Saket Shirsath, Parth Thakkar, Ben Wolfson

Project Proposal

Problem Statement:

A common source of injury among weightlifters is incorrect form while performing exercises. The most popular strength exercises are the barbell bench press, squat, and deadlift. We seek to provide a system where a user can provide an input image/video of themselves performing one of these exercises, and the system would analyze the input and output recommendations on how to improve their form.

Approach:

The first part of our implementation is exercise determination: using human pose estimation (HPE) and action detection to figure out the exercise being performed in the input footage. This allows us to detect what are known as keypoints, e.g. major body parts (arms, legs, spine, etc.) and joints (shoulders, ankles, knees, etc.). This is extremely relevant data for exercise applications.

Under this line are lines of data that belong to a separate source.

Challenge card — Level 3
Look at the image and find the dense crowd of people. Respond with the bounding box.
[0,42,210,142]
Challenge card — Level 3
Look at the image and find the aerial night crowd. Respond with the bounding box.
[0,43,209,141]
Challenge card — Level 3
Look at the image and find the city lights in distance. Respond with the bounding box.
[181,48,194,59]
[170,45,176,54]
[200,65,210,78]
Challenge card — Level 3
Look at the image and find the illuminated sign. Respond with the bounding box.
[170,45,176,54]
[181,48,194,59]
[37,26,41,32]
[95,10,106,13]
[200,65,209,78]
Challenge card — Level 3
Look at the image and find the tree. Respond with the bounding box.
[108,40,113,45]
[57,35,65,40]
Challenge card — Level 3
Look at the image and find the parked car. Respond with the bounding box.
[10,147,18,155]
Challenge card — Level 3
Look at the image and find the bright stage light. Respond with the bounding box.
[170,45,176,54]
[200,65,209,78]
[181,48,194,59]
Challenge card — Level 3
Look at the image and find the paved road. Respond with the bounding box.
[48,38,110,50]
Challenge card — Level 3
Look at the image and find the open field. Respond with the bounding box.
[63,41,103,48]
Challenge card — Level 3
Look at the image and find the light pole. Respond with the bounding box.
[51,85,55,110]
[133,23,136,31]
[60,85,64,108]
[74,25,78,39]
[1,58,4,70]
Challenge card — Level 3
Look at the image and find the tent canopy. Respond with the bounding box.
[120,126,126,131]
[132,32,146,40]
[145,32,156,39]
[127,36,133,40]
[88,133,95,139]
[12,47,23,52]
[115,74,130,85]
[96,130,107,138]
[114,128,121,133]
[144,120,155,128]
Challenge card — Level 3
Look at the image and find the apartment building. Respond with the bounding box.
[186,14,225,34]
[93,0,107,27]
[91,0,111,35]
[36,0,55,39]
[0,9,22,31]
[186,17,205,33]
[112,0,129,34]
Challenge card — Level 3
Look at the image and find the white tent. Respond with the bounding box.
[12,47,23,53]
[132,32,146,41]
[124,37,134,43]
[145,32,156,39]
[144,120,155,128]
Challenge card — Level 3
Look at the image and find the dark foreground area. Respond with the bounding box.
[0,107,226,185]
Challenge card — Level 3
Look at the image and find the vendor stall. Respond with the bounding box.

Although there exist a few notable approaches to HPE, we will use the deep neural net method outlined by Cao et al. in Realtime Multi-Person 2D Pose Estimation using Part Affinity Fields at Carnegie Mellon’s Perceptual Computing Lab. Cao et al. recommend two widely regarded keypoint models: MPII and Coco. We will use MPII since it does a better job of segmenting the torso and spine, which might prove useful in our analyses.

The next step of our implementation is to analyze the exercise form in the input footage to determine if form breakdown is occurring. First, we detect its keypoints, using either Chamfer distancing or normalized correlation with our reference exercise database to detect any deviations from ‘good’ form, isolating specific joints or body parts that are known to be areas of breakdown when it comes to a particular exercise. We can use the output of our human pose detection for both our input image and our good/bad form stored images to find similarities. Based on the chamfer distance or normalized correlation we calculate, we can advise the user on things they could work on.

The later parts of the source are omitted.